Wat sowieso al in zou gaan dit jaar is de latere datum vanaf wanneer men mest mag uitrijden: deze is veranderd van 15 februari naar 15 maart, tenzij u een gewas van de lijst vroege gewassen teelt.

Gewaslijsten

Er zijn in het 7e Actieprogramma vier gewaslijsten. We geven u een overzicht van de stand van zaken.

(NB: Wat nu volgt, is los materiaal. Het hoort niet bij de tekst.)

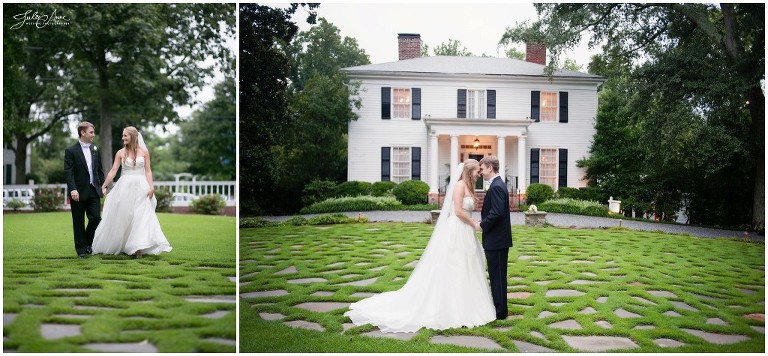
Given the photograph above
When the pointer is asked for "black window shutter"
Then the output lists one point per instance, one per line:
(385, 151)
(416, 103)
(491, 104)
(386, 102)
(534, 165)
(415, 163)
(535, 103)
(562, 178)
(563, 106)
(461, 104)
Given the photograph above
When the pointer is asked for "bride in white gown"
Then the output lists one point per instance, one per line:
(129, 223)
(448, 288)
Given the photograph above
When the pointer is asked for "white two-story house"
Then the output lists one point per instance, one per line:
(422, 116)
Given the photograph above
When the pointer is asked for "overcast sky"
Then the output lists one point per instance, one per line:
(478, 27)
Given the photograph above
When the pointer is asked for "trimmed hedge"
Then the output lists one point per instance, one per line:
(573, 206)
(412, 192)
(360, 203)
(538, 193)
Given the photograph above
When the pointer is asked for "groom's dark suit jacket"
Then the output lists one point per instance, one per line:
(76, 172)
(497, 228)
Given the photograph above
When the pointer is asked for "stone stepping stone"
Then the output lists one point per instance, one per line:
(74, 316)
(527, 347)
(217, 314)
(545, 314)
(212, 299)
(756, 316)
(720, 339)
(266, 293)
(271, 316)
(603, 324)
(662, 293)
(599, 343)
(682, 305)
(468, 341)
(566, 324)
(621, 313)
(717, 321)
(362, 294)
(667, 342)
(397, 336)
(288, 270)
(582, 281)
(58, 331)
(643, 300)
(362, 283)
(322, 307)
(301, 324)
(8, 318)
(307, 280)
(563, 293)
(219, 340)
(519, 295)
(141, 347)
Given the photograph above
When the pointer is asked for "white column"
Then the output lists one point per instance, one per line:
(454, 153)
(522, 173)
(502, 155)
(433, 166)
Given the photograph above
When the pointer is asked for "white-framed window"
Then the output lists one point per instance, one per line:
(476, 104)
(548, 167)
(548, 107)
(401, 164)
(401, 103)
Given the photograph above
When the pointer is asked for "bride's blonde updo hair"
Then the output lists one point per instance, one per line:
(466, 176)
(133, 142)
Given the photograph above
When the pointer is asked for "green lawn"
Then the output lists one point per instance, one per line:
(119, 299)
(670, 282)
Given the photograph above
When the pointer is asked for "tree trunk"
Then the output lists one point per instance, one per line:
(105, 127)
(22, 142)
(757, 111)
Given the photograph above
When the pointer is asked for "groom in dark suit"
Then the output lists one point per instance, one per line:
(82, 169)
(497, 233)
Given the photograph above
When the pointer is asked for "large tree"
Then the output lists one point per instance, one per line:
(682, 54)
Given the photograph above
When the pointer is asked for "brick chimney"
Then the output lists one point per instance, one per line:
(409, 45)
(536, 53)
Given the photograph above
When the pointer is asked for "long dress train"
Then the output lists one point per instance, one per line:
(447, 289)
(129, 222)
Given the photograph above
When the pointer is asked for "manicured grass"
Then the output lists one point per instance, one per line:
(119, 299)
(612, 269)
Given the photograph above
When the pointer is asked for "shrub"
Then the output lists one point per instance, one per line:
(164, 198)
(538, 193)
(48, 199)
(16, 204)
(317, 190)
(208, 205)
(380, 189)
(411, 192)
(256, 222)
(573, 206)
(352, 189)
(361, 203)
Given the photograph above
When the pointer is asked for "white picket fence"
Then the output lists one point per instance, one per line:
(184, 191)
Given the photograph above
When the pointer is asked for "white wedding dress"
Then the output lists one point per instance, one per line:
(447, 289)
(129, 222)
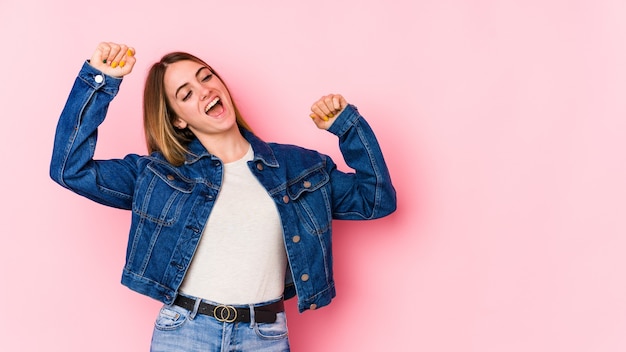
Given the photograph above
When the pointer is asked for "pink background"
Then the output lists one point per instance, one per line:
(502, 123)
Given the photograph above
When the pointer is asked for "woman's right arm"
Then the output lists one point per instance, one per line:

  1. Lijst vroege gewassen: er mag pas vanaf 15 maart i.p.v. vanaf 15 februari drijfmest worden uitgereden. Uitzondering vormen de gewassen die op deze lijst staan, die mogen alsnog vanaf 15 februari worden bemest. De lijst heeft open gestaan voor consultatie in de zomer. Het ministerie heeft ons bezworen dat de definitieve lijst bekend is vóór 15 februari. Let op, voor deze gewassen dient u dan wel ontheffing aan te vragen om vóór 15 maart te mogen bemesten. Dit moet straks eenvoudig kunnen in Mijn Percelen.
  2. Lijst rustgewassen: deze heeft ook in de zomer open gestaan voor consultatie. De NAV heeft gevraagd om soja toe te voegen aan de lijst. Ook deze lijst wordt naar het er nu uitziet vóór 15 februari gepubliceerd.
  3. Lijst vanggewassen: op zand en löss is het met ingang van dit jaar verplicht om voor 1 oktober een vanggewas in te zaaien, anders wordt men het volgende jaar tot max. 20%  gekort op de stikstofgebruiksruimte. De lijst vanggewassen heeft open gestaan voor consultatie in november. Het is nog niet duidelijk wanneer deze lijst definitief wordt.
  4. Lijst wintergewassen: deze lijst hangt samen met de regel over verplichte inzaai vanggewassen voor 1 oktober op zand en löss. Wanneer men de gewassen op deze lijst teelt, hoeft men niet voor 1 oktober een vanggewas te zaaien. Ook deze lijst heeft in november open gestaan voor reacties. De NAV heeft drie categorieën aardappelen, cichorei, vlas en hennep aangedragen om toe te voegen aan de lijst. Het is zeer urgent om de definitieve lijst zo snel mogelijk te publiceren. Vooral voor de contractteelten moet snel duidelijkheid komen!

 

Verontreinigde gebieden

De minister heeft drie nieuwe met nutriënten verontreinigde gebieden (NV-gebieden) aangewezen: de waterschappen Noord-Hollands Noorderkwartier, Delfland en Brabantse Delta. Hier zijn extra maatregelen nodig om de waterkwaliteit te verbeteren. Of er nog beperkingen komen voor het gebruik van kunstmest of dierlijke mest voor de akkerbouw binnen deze gebieden wordt nog onderzocht. Binnen twee weken hopen we hier meer duidelijkheid over te krijgen vanuit LNV.

Conclusie NAV

Het is uiterst merkwaardig dat Tjeerd de Groot van D66 de informatie uit Brussel eerder had dan de minister. Verder bevreemdt het ons, dat het zo lang geduurd heeft voordat dit werd gedeeld met de boeren en de Tweede Kamer. Aan de andere kant, de minister heeft eerder geprobeerd om rekening te houden met de landbouwpraktijk, om te voorkomen dat vooral voor de akkerbouw deze snelle implementatie te grote gevolgen zou hebben. Uiteindelijk heeft dus het dreigement uit Brussel om de derogatie voor veehouders per direct in te trekken i.p.v. af te bouwen vooral de maatregelen gericht op de akkerbouw naar voren gehaald. Het is zaak deze gevolgen nog enigszins te beperken door echt binnen enkele weken met de definitieve gewaslijsten te komen. We gaan er van uit dat het ministerie zich houdt aan een eerder gedane toezegging dat goed onderbouwde zienswijzen worden gehonoreerd.